Автор прокламации предостерегает читателей от французских соблазнов:
С лживыми книгами и показным благочестием обращаются они к каждой общине и говорят: «Мы — ваши, мы разделяем вашу веру и принадлежим к вашему народу», — и раздают тщетные обещания, а также изрекают ужасные угрозы.
Учинив разор в Европе, французы обратили свои взоры на восток. «Тогда их злодейство и коварные замыслы обратились против общины Мухаммада …»[238]
Так оно и случилось. Впервые с момента своего возникновения ислам столкнулся с идеологическим и философским вызовом, который угрожал самим основаниям мусульманского вероучения и общества. Ничего подобного в мусульманском опыте прежде не бывало. Завоевав и поглотив древние общества Ближнего Востока, ислам противостоял трем великим цивилизациям — в Индии, Китае и Европе. Лишь последняя из трёх воспринималась как обладающая религией, достойной этого имени, и представляющая серьезную политическую и военную альтернативу исламскому могуществу. Однако христианская религия всегда отступала перед исламом, а христианским державам в лучшем случае удавалось сдерживать натиск мусульманского оружия. Правда, в эпоху высокого Средневековья исламское богословие встретило вызов эллинистической философии и науки, но этот вызов, ограниченный по масштабу и исходивший от завоёванной культуры, был сдержан и нейтрализован. Часть эллинистического наследия была усвоена исламом, остальное отброшено.

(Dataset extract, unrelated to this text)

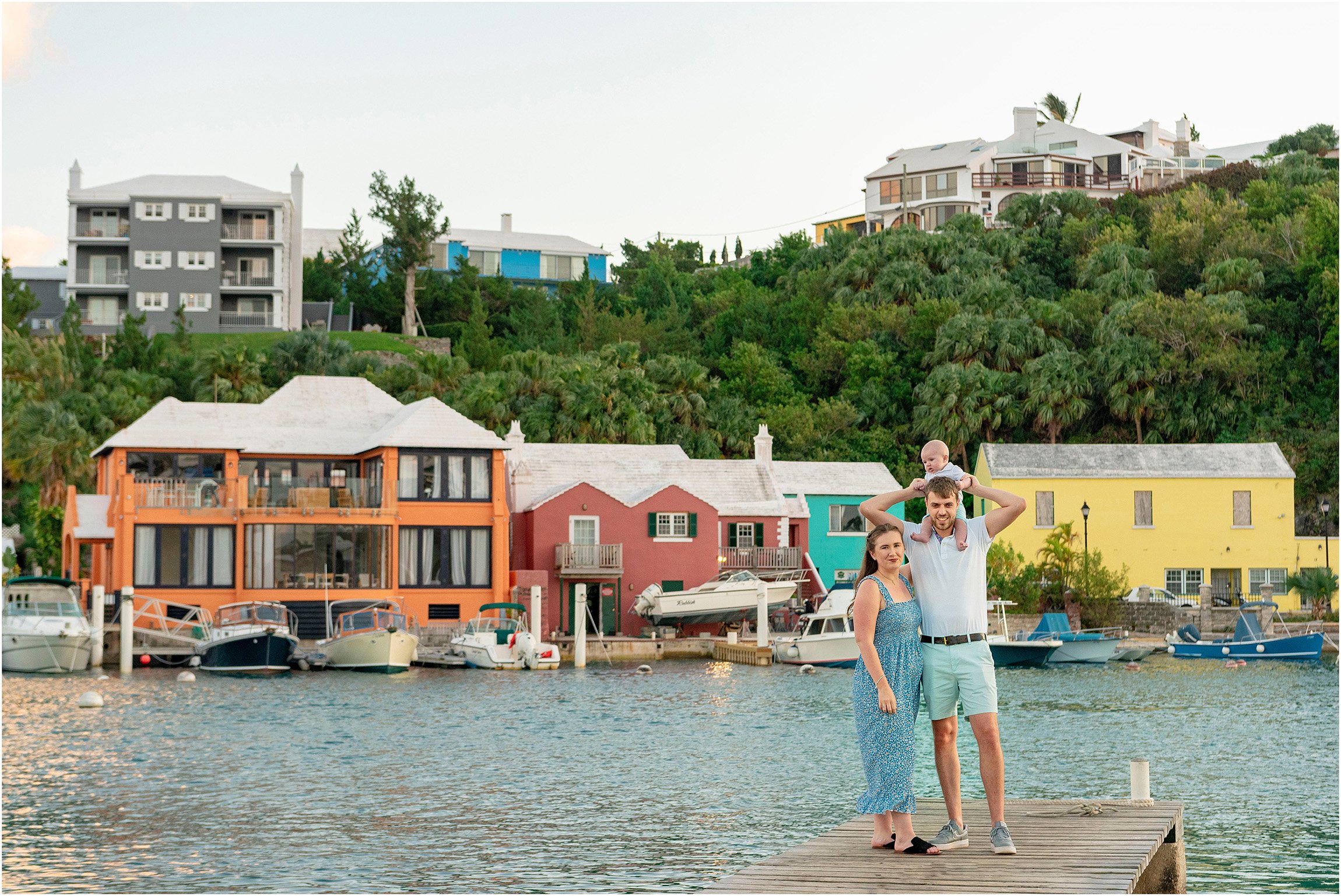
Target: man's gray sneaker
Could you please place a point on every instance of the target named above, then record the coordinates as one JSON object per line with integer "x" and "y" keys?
{"x": 1002, "y": 844}
{"x": 951, "y": 836}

Новый вызов, брошенный исламу европейским секуляризмом, оказался делом совершенно иным — гораздо более широким по охвату, силе и размаху и, более того, исходящим не от завоеванного, а от завоевывающего мира. Философия, свободная от зримых христианских коннотаций и выраженная в обществе богатом, сильном и быстро расширяющемся, казалась некоторым мусульманам воплощением секрета европейского успеха и предлагала лекарство от слабости, бедности и отступления, которые они все острее осознавали. На протяжении XIX и XX веков европейский секуляризм и ряд вдохновленных им политических, социальных и экономических учений сохраняли непреходящую притягательность для сменявших друг друга поколений мусульман.